CREDIT: DAVID DE LOSSY/GETTY IMAGES

Scientific advice on immunization issues in the United States is the responsibility of the Advisory Committee on Immunization Practices, which advises the Centers for Disease Control and Prevention and various other units of the U.S. Public Health Service. On 29 June, that group met in Atlanta, recommended that females between the ages of 12 and 26 receive the vaccine, and suggested that it be made available for girls aged 9 and older on the advice of a physician. But major challenges remain in the wake of that decision. The first is to determine how it will be paid for. The total treatment costs for an immunization project of this magnitude would outrun the economic capacity of most cities and school systems, and of public health agencies in poor countries, where the needs are greatest.

The other problem, perhaps more serious, is that conservative religious groups in the United States, such as Focus on the Family, politically oppose a mandatory program on the grounds that it might encourage promiscuity. They deliver pro-forma praise for the vaccine (after all, who likes cancer?), but they then advise young women candidates that abstinence is a preferable alternative. That is bad advice.
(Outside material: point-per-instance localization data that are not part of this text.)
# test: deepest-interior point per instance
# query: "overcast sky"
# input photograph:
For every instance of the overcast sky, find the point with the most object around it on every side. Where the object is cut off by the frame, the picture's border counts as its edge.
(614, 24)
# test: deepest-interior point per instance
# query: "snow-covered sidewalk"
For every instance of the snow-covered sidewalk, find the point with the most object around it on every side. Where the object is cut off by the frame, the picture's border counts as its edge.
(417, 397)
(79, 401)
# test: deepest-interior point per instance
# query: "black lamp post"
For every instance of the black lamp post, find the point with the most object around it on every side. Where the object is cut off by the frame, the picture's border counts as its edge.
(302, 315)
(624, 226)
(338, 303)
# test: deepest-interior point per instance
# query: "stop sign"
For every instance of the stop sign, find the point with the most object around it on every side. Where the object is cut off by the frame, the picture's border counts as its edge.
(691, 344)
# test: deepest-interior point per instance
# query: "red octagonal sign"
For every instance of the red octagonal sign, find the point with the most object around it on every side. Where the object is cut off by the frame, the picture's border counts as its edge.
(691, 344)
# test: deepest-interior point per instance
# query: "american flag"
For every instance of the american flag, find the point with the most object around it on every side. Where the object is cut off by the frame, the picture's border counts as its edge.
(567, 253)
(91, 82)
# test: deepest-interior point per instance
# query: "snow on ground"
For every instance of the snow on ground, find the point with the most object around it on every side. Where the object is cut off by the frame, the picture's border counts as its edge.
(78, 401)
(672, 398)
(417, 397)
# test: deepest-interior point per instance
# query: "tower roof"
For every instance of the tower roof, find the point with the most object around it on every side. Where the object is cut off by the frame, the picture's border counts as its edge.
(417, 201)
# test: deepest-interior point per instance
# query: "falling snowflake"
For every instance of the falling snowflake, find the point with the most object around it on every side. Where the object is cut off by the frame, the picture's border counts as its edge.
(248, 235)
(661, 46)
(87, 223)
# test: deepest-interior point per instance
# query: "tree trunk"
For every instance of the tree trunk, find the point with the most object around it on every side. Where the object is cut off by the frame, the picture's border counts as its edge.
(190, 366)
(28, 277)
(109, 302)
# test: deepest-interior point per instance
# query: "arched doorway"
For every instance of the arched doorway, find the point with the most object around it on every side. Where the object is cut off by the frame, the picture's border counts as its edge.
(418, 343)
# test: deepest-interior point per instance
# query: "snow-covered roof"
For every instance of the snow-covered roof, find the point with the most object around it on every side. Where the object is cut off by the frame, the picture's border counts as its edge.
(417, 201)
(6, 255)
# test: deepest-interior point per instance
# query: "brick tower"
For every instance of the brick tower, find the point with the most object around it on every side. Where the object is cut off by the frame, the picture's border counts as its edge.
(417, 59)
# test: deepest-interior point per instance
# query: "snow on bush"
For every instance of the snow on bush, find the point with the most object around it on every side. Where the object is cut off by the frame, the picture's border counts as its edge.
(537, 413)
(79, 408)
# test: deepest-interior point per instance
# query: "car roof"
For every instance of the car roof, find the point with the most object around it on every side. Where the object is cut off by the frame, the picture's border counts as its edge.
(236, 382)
If there is to be significant progress in reducing the incidence of cervical cancer, the HPV vaccine should be made part of a mandatory preschool immunization package. In the present situation, in which participation is voluntary, the girl who says no to vaccination and yes to Focus on the Family's advice to elect abstinence creates two risks. One is to herself: Numerous studies have shown that abstinence often fails; and even if it succeeds, it will eventually be displaced by either marriage or romance—with a partner who may have HPV. The second risk is to society: By declining vaccination, the refusenik becomes a free rider. The objective of vaccination programs is to reduce the overall probability of infection by creating herd immunity—that is, by making a large majority of the population immune. Those who won't participate in the vaccination program are thereby spreading a small risk to the rest of society. “Freedom of choice” is an argument favored by the abstinence advocates. But that slogan ignores a serious ethical consequence: If the choice entails spreading harm to other people, can it really be called “free”?